One fall house cleaning chore is done outdoors -- cleaning out birdhouses so they'll be ready for next year's occupants.
Cavity-nesting birds use birdhouses as nurseries, not homes, so, come fall, it’s time to clean out the nursery. It’s a job I always rope my husband into; tongue-in-cheek, he calls it “our quality time.”
Cleaning out birdhouses isn’t without surprises. When we spent a year in Durham, N.C., our next-door neighbor pulled a four-foot black rat snake out of his purple martin house.
We discovered nothing so startling last week, although we did find paper wasps in one house and deer mice in three others [see photo at top]. The remaining four houses were filled with an assortment of grasses, twigs, leaves, feathers, and mosses — and wildlife too small to see. [See first photo at left.]

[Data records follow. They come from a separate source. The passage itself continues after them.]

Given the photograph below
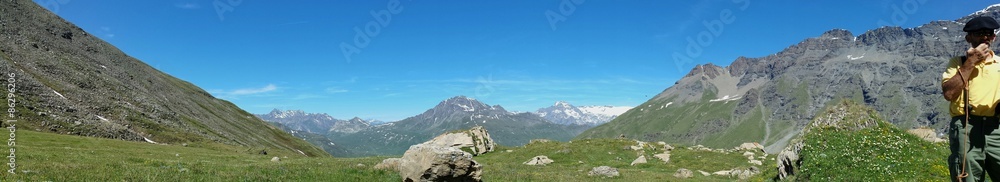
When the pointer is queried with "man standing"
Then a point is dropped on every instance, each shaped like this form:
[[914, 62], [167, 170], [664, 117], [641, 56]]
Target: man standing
[[972, 84]]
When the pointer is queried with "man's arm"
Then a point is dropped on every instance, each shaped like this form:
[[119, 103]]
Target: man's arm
[[953, 87]]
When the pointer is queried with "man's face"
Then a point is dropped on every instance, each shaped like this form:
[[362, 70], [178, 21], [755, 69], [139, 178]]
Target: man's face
[[979, 37]]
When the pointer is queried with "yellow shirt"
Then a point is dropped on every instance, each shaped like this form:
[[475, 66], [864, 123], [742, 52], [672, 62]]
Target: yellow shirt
[[984, 87]]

All these houses were designed for Sialia sialis, the Eastern bluebird. Males and females arrive in spring, investigate two or three houses, and then the male steps back and allows the female to build the nest.
That’s the best-case scenario. More commonly, the bluebirds are usurped by tree swallows [see second photo at left; click on arrow at right base of first photo] or, worse yet, house sparrows.
Birds have preferences about houses, and a fine reference book is Carrol Henderson’s "Woodworking for Wildlife," but there also are good sites on the Web that provide details about which bird likes what.